Le masque donne la fausse impression aux gens qu’ils sont immunisés en vaquant à leurs occupations sans souci aucun, et sans faire vraiment attention aux autres mesures telles la distanciation sociale, le lavage des mains et le rester chez soi. A voir agir certaines personnes qui portent un masque, on a l’impression que tout est réglé, elles peuvent enfin tout faire car le masque les protège. En effet, les rues sont bondées, la circulation bloquée avec des embouteillages, tout fonctionne, etc. Les gens ne savent pas que le masque ne les protège pas, c’est pour cela que quelqu’un muni d’un masque n’observe aucune distance vis-à-vis de celui qui n’en porte pas.

La réalité, c’est que le masque ne protège pas la personne qui le porte, ce que le gouvernement se garde d’expliquer pour s’assurer que chacun en porte un.
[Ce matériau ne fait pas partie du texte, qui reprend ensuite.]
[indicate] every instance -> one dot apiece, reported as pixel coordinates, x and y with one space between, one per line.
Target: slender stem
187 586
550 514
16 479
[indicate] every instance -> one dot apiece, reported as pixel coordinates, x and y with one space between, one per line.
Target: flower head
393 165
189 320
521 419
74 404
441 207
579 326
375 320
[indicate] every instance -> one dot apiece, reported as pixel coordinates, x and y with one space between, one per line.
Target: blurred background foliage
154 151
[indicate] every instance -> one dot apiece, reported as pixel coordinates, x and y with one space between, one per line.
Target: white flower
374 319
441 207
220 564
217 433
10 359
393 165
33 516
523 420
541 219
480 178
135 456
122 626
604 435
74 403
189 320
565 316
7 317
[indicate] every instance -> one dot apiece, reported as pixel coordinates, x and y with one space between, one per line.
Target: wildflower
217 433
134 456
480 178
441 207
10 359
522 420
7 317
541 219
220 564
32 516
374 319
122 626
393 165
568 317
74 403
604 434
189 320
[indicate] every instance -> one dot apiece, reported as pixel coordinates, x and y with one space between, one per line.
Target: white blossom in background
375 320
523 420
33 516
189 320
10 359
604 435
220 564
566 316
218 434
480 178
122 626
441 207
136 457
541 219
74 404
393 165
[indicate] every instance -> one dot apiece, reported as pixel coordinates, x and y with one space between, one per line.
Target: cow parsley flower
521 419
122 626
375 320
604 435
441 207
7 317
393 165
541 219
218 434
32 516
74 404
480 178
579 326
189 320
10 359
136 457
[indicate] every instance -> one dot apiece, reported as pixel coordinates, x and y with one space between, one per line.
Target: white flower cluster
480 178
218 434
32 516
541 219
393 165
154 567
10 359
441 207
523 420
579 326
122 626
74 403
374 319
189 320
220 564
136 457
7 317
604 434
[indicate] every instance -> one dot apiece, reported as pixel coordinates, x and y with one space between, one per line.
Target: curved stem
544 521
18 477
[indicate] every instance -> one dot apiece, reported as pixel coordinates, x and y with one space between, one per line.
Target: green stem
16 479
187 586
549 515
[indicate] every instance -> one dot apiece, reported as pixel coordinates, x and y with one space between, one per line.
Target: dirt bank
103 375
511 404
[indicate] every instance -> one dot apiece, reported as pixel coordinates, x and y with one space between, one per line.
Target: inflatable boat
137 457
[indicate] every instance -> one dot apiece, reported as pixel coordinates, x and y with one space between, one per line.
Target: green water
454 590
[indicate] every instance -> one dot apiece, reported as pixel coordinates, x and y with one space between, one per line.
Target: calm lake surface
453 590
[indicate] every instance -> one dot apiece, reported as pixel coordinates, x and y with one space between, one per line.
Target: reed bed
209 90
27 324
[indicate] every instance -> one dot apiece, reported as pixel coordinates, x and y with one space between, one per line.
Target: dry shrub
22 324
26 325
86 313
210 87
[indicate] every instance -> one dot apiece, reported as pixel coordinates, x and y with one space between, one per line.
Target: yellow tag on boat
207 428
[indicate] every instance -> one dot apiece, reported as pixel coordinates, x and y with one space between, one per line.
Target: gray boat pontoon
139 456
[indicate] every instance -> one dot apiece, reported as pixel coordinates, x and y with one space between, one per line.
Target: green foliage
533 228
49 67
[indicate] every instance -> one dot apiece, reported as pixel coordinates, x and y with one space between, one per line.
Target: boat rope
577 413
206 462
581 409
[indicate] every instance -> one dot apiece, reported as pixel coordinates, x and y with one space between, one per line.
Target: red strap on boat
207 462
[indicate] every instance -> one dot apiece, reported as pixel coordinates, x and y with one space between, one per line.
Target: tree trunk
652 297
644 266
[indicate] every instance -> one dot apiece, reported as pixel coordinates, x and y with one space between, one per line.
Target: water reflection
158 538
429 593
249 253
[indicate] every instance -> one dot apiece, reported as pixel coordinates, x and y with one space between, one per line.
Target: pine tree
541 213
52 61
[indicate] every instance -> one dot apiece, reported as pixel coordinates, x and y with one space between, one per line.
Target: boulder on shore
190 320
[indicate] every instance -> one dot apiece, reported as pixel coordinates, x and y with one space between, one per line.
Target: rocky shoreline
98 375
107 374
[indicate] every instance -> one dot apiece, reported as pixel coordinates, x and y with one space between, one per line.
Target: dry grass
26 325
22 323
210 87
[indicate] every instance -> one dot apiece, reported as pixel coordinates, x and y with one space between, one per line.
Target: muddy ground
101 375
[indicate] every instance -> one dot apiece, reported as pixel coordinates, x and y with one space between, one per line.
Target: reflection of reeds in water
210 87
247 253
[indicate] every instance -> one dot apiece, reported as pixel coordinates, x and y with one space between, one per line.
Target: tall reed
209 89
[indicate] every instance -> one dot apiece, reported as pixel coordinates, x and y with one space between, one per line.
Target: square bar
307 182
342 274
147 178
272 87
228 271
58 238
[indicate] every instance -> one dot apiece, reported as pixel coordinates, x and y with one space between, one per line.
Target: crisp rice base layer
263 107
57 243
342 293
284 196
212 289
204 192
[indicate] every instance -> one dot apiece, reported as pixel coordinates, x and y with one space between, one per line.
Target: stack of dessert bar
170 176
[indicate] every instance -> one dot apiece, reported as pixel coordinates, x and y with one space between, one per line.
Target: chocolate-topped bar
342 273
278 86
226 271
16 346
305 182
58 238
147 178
Un masque manipulé avec des mains sales ne sert à rien. Un masque glissé au bas du menton ne sert non plus à rien, un masque exposé trop longtemps en plein air, dans la poussière ou dans la saleté et autres conditions agressives ne sert à rien.

Le port du masque pourrait être efficace si et seulement si cette mesure sert de renfort au confinement. Mais dans l’impossibilité de l’Etat de garder les gens chez eux, il n’a donc le choix que de s’appuyer sur cette fragile stratégie, ainsi le pays jouit d’un faux-semblant de fonctionnement. La population peut s’occuper de ses activités quotidiennes, elle laisse tranquille le gouvernement incapable d’assumer ses responsabilités.

On oublie tout!

Et quand les gens meurent, on ne pourra pas dire que le gouvernement n’a pas pris des mesures, car même dans les grands pays beaucoup de gens meurent! Si Haïti n’obtient pas la mention d’exception, ce n’est pas si grave, d’ailleurs elle traine derrière elle la solide réputation d’être la mauvaise exemple depuis qu’elle s’est laissée diriger par des incapables.